I know it uses up political capital (which you have to shepherd carefully to be successful) to fight for things, and the administration wants to be successful. And I know that things now are so much better than under Bush. And that Obama is working on improving transparency and changing the culture of government ... and maybe in two years I will eat my words and things will really be moving in the direction I think that they should be. That would be awesome.

And maybe he really is trying his best and the nature and scope of the problem are such that I really don't get it, it is truly a monumental task and he is doing the best that anyone can do. But for now, I am deeply disappointed and it is Obama's fault; he centered his political identity on promises that he is not fulfilling. He set himself up for my disappointment ... perhaps he did not realize the difficulty of fulfilling many of his campaign promises when he made them, but the fact is I was passionately pro-Obama because I thought, more I believed he was going to do things that he is not getting done.

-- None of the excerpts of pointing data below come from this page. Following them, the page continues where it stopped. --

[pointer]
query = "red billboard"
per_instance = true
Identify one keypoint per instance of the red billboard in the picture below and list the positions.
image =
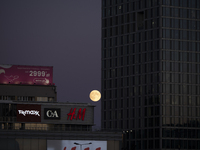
(28, 75)
(28, 113)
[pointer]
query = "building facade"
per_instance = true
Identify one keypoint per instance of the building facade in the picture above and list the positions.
(32, 119)
(151, 72)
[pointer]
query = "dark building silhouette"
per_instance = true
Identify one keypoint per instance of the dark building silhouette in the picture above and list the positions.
(151, 72)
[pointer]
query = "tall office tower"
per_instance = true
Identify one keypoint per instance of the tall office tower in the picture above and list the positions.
(151, 72)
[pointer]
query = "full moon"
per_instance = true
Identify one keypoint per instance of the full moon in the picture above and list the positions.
(95, 95)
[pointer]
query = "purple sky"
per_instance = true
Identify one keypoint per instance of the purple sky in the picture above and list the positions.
(65, 34)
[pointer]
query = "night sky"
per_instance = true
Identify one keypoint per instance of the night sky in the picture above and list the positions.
(65, 34)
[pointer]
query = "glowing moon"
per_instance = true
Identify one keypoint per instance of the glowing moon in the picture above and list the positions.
(95, 95)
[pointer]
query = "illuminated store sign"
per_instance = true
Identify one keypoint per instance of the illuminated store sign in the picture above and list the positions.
(28, 113)
(76, 145)
(51, 113)
(74, 115)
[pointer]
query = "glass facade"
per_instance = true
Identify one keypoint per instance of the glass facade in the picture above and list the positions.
(150, 72)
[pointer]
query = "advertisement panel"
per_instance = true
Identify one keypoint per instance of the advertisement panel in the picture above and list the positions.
(26, 75)
(52, 113)
(28, 113)
(76, 145)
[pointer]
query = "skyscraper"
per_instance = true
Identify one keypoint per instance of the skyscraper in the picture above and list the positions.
(151, 72)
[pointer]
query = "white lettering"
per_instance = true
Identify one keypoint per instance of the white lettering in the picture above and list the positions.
(29, 112)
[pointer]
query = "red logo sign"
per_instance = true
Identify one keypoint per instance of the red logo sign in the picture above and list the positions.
(72, 114)
(74, 148)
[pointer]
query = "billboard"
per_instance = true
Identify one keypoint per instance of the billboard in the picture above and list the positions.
(28, 113)
(76, 145)
(28, 75)
(52, 113)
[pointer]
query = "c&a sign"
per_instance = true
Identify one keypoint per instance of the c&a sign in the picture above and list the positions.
(52, 113)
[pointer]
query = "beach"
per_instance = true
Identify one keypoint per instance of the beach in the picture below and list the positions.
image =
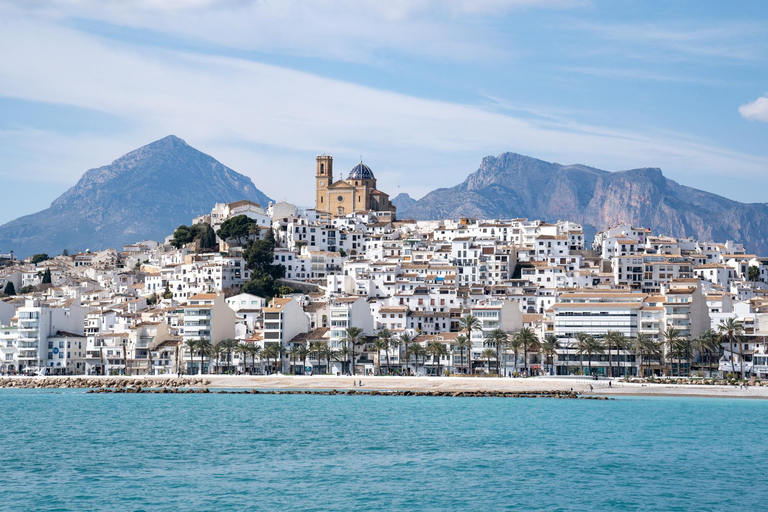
(579, 385)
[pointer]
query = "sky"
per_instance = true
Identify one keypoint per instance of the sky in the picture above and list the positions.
(421, 90)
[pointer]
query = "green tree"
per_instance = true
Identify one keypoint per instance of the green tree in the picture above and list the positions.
(437, 350)
(489, 354)
(469, 323)
(238, 228)
(353, 336)
(385, 335)
(207, 238)
(731, 332)
(529, 341)
(184, 235)
(591, 346)
(549, 346)
(39, 258)
(462, 344)
(581, 338)
(497, 338)
(671, 340)
(217, 351)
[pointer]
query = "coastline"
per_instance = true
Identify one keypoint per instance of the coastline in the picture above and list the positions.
(385, 383)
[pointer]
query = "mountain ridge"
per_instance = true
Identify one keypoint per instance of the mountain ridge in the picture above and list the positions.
(144, 194)
(514, 185)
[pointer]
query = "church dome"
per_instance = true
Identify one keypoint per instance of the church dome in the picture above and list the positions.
(361, 172)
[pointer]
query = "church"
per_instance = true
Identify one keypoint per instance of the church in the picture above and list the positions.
(356, 194)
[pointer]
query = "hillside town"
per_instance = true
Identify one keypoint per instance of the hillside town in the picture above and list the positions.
(346, 287)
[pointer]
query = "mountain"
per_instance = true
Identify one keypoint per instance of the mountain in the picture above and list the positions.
(515, 185)
(402, 202)
(144, 194)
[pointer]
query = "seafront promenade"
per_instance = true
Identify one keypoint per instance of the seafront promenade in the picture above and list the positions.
(614, 388)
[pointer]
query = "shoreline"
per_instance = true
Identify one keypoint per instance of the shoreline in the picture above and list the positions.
(578, 385)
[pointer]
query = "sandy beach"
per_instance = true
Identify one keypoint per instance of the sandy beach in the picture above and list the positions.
(580, 385)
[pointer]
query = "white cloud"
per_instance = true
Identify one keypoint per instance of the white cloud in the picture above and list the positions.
(756, 110)
(267, 121)
(348, 30)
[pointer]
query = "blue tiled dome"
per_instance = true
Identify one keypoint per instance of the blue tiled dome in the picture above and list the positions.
(360, 172)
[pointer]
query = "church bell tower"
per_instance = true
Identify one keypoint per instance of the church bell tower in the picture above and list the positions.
(323, 179)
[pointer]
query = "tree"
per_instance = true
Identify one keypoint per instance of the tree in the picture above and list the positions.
(469, 323)
(591, 346)
(549, 346)
(238, 228)
(515, 344)
(39, 258)
(352, 337)
(581, 338)
(498, 338)
(613, 339)
(184, 235)
(242, 350)
(217, 351)
(437, 350)
(303, 354)
(385, 335)
(462, 344)
(293, 353)
(753, 273)
(671, 340)
(488, 354)
(229, 346)
(529, 340)
(731, 331)
(379, 344)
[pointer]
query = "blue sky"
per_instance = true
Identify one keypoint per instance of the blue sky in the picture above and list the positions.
(422, 89)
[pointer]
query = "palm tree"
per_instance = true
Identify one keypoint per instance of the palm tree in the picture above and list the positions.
(731, 331)
(489, 354)
(515, 343)
(437, 350)
(218, 350)
(191, 346)
(254, 351)
(640, 346)
(581, 338)
(528, 340)
(385, 337)
(379, 344)
(591, 346)
(671, 340)
(549, 347)
(706, 343)
(242, 350)
(462, 343)
(499, 338)
(469, 323)
(352, 337)
(293, 353)
(612, 341)
(229, 346)
(303, 354)
(404, 339)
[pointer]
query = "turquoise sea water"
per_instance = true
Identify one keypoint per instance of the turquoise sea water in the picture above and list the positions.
(67, 450)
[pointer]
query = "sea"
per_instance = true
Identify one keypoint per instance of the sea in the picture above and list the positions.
(66, 450)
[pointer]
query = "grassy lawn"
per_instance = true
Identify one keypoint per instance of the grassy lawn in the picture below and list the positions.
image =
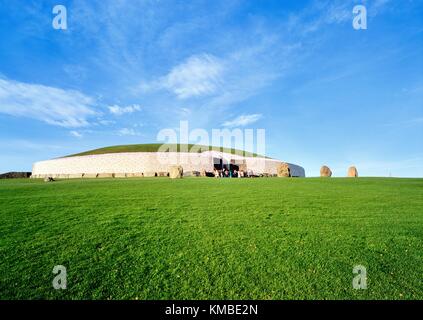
(205, 238)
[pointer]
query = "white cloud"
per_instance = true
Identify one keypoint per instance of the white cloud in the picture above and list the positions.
(75, 134)
(199, 75)
(117, 110)
(65, 108)
(242, 120)
(128, 132)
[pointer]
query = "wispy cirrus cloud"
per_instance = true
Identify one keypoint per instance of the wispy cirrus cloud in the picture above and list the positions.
(76, 134)
(242, 120)
(55, 106)
(199, 75)
(118, 110)
(128, 132)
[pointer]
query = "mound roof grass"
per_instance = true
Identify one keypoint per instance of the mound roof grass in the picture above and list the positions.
(154, 147)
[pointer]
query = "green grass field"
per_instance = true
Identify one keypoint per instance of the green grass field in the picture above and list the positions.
(205, 238)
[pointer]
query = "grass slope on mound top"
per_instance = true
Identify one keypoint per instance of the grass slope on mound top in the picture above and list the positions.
(154, 147)
(200, 238)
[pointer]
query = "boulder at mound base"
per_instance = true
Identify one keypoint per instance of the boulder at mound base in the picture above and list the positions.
(283, 170)
(325, 172)
(176, 172)
(352, 172)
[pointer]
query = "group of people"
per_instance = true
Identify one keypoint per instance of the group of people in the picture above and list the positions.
(229, 173)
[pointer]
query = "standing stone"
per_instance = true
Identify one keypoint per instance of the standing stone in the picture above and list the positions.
(176, 172)
(283, 170)
(325, 172)
(352, 172)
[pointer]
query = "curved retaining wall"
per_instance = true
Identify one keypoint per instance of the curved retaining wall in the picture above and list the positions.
(135, 164)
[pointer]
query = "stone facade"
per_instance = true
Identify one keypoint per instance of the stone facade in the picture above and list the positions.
(150, 164)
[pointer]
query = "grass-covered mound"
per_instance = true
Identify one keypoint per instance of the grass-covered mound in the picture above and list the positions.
(154, 147)
(212, 238)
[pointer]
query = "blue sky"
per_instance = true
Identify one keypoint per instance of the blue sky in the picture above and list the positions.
(123, 70)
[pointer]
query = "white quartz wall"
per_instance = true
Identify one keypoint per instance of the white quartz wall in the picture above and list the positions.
(147, 163)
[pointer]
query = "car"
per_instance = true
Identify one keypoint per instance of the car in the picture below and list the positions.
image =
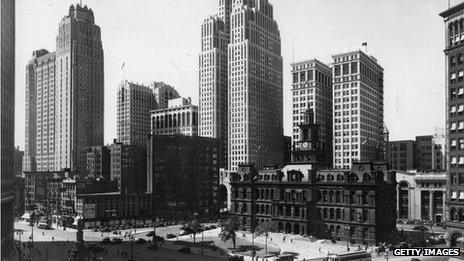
(420, 228)
(116, 240)
(44, 226)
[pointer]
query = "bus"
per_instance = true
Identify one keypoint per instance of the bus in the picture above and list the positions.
(357, 255)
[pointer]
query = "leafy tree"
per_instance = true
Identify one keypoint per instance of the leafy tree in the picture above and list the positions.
(229, 230)
(265, 228)
(193, 227)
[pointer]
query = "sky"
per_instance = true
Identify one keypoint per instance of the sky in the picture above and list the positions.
(159, 40)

In my eyes, the most important promise of his presidency, his promise of major changes in our political system, hasn't happened. Maybe this is the Republicans being successful, preventing change and leading me to blame it on the White House. But regardless of the reason, Obama was elected to change the status-quo, to upend the system. His seeming ineffectiveness in this regard is especially disappointing because Obama was such a skilled orator during the campaign, he convinced us that he really could change things. But instead of being a careful, calculating political amalgamation of Bush + Clinton in a prettier package, we wanted him to smash typical political ideal. We wanted a crusader, a game-changer. We got a skilled, centrist politician who seems to knows how to sell the change bill of goods but not how to actually make the change.

So hopefully I am wrong, that Obama is diligently working for change and is playing a longer game than I can see. I would be thrilled to be shown to be incorrect, and would happily throw my weight behind him again. But for now, I am left disappointed in Obama and looking at third-parties and other, essentially hail-marie's in an attempt to support something that will truly change our system.



1 comment:

Dharma Bum said...

Don't let my Dad see this. You'll never hear the end of it.